The other part of the problem is that while flex-time policies proliferate—according to research and HR membership service Workplace Trends and CareerArc, nearly a third of companies (29%) spent over $40,000 implementing a flex-time program last year, and more than half say they’ll invest more in those initiatives this year—managers and employees have different takes on whether they’re working. For example, the survey found that the majority of workers (65%) say their manager expects them to be reachable outside the office. That squares with the 64% of employers who expect staff to be on call when they are officially off the clock.
Glassdoor analyzed those employee feedback reports over the past year and found the top 25 jobs where it is possible to have a greater work-life balance.
For a job title to be considered for Glassdoor’s report, it had to have at least 75 work-life balance ratings shared by U.S.-based employees over the past year from a minimum of 75 companies. Of the job titles that met this criteria, they also had to include “work-life balance” and/or related terms as a pro of the job in at least 15% of reviews. Finally, these jobs had to have at least 200 openings, which represent active job listings on Glassdoor as of October 1.
Data scientist tops the list of jobs where workers are reporting greater work-life balance. It’s interesting to see this in-demand position get high marks, because according to , somewhere between 140,000 and 190,000 data science openings in the U.S. will go unfilled by 2018.
Shashi Upadhyay, a data scientist and CEO of Lattice Engines, recently wrote a post for Fast Company about attracting and retaining talent in this competitive field. “Those [companies] that can’t offer the most competitive salaries will need to find other enticements to offer,” Upadhyay writes. Though flex-time isn’t one of the options he highlighted, Glassdoor’s research shows that such jobs are already factoring that in.
As for SEO manager, the job in second place is another in-demand position at virtually any company that has a web presence. Search engine optimization has been called a “modern art form” that uses creative approaches to content to get Google, Bing, Yahoo, and other search engines to bring a business’s site up in the first listings.
One SEO specialist at Geek Powered Studios reported on Glassdoor: “Great company culture, opportunity for growth, fun coworkers, work-hard, play-hard mentality. We often have company outings, video-game breaks, catered lunches.”
Talent acquisition specialists come in third place this year, with a four out of five rating for work-life balance. Although we’ve seen some recruiters have the unenviable task of sorting through thousands of resumes to find the best person for a particular job, others are able to leave work behind after office hours. One company currently searching for a talent acquisition specialist gets high marks for work-life balance: “The hours seem long on paper, but the days fly by. Minimal weekend work. After-hours work only during an emergency.”

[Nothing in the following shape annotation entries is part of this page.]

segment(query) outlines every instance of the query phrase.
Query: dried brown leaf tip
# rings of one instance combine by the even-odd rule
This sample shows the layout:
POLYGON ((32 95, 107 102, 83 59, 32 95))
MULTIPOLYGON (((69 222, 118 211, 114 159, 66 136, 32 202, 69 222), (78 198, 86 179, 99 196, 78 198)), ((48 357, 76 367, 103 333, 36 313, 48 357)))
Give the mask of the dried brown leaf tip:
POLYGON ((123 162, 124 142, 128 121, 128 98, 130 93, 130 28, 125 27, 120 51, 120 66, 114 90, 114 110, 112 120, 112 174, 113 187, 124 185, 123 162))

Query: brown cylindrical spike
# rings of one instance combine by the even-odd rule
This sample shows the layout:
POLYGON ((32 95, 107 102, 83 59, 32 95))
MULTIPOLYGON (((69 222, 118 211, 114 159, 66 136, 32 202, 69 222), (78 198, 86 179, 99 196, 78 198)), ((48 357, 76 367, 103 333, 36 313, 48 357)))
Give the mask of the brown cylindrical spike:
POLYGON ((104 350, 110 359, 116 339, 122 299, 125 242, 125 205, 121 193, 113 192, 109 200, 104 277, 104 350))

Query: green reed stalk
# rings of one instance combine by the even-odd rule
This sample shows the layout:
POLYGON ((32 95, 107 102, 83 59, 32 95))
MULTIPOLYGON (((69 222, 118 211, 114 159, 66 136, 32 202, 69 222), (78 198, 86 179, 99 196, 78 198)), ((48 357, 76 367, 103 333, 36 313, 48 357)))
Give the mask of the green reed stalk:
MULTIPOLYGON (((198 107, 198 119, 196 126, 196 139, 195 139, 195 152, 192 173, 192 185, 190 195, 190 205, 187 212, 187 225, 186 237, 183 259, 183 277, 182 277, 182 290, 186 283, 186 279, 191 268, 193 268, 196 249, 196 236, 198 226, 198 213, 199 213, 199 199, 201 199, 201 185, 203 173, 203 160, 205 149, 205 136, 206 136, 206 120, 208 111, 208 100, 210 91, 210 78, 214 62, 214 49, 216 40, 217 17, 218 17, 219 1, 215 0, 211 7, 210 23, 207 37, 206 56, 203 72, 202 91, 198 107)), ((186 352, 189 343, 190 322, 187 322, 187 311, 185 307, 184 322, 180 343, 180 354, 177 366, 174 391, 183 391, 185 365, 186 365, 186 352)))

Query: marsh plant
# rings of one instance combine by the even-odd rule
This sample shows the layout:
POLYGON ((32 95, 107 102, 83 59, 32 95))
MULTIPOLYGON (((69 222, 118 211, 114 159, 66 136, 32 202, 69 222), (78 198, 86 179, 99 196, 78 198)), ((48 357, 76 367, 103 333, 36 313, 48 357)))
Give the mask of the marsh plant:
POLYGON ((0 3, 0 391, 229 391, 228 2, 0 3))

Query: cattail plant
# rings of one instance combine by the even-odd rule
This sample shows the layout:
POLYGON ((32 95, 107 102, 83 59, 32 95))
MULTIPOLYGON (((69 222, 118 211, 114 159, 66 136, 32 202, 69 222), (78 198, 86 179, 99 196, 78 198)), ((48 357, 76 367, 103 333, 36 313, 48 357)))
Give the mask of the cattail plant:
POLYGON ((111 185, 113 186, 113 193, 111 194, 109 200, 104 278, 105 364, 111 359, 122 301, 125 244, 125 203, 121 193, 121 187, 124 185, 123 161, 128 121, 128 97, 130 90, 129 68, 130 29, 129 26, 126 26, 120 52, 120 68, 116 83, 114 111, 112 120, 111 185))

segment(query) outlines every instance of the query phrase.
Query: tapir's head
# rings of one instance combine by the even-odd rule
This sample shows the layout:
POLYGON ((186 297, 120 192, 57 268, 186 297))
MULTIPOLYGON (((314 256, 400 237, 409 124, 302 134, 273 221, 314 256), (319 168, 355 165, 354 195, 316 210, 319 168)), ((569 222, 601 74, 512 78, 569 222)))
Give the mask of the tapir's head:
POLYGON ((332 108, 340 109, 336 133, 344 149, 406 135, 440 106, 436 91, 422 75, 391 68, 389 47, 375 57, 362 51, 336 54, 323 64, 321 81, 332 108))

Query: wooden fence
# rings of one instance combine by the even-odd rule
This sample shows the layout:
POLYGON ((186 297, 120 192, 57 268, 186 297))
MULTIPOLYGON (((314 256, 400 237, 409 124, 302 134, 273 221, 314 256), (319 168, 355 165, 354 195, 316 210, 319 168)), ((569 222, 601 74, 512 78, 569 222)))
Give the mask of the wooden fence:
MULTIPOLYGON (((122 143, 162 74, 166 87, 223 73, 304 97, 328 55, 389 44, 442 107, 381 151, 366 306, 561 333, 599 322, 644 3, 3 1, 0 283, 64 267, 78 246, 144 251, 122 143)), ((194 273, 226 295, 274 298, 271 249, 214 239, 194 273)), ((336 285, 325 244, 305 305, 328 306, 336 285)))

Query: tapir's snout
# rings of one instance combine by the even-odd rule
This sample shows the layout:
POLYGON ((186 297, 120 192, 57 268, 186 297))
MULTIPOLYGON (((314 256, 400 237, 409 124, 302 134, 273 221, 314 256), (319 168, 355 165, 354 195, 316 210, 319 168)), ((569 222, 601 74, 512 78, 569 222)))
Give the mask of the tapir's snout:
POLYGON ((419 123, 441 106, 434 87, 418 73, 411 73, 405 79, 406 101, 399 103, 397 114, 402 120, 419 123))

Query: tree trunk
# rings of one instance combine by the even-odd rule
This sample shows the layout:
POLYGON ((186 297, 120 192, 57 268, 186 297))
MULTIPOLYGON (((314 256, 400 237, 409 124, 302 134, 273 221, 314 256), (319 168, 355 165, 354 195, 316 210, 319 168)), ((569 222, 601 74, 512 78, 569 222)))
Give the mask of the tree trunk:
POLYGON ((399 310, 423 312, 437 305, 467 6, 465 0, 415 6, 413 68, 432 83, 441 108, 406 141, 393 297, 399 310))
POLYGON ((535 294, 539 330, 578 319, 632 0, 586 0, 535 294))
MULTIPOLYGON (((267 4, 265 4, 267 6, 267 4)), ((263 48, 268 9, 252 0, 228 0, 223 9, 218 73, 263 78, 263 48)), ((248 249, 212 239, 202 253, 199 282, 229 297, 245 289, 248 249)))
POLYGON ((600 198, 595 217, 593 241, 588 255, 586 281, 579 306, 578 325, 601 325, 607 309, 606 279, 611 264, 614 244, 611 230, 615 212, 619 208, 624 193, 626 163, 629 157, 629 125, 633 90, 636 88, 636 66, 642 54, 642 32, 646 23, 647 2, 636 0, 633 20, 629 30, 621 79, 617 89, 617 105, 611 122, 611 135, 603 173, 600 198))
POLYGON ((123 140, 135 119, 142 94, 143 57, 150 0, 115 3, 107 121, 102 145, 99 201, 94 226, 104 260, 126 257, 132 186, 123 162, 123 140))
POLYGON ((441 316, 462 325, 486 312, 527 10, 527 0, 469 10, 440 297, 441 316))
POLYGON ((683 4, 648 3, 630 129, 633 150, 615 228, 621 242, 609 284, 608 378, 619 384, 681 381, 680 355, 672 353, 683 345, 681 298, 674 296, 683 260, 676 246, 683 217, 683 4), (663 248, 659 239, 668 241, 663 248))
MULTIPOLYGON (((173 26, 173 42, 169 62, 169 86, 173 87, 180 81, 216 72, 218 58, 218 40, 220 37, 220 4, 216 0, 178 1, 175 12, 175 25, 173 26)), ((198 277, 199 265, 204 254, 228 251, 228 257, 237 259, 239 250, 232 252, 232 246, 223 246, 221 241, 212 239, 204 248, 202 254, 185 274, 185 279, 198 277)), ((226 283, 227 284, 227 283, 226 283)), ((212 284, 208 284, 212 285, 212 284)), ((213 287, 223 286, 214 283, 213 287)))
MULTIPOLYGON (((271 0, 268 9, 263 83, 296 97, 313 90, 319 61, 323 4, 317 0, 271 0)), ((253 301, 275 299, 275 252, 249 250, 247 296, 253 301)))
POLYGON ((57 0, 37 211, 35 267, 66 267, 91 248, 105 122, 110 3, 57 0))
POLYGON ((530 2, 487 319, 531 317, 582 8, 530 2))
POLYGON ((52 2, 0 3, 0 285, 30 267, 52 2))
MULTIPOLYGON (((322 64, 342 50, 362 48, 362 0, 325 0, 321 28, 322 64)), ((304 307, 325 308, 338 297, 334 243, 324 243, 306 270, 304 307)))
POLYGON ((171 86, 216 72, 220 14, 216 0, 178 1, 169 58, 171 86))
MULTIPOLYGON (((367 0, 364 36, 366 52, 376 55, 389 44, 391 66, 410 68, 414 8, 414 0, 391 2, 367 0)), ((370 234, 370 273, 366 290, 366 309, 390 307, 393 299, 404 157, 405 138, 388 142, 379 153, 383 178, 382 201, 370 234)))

For those seeking better balance between their personal and professional lives, Glassdoor’s Dobroski says it’s all about setting goals and expectations between managers and employees. “When employees have a very clear vision of what they need to do and what’s expected of them, they can better manage their work life with their personal life,” he says.
Inevitably, there are some jobs that may require more attention during and out of normal office hours. Dobroski advises that before accepting a job, job seekers should do their research to understand the hours that are expected in the role, where and how they can get their work done, and the overall nature of the job.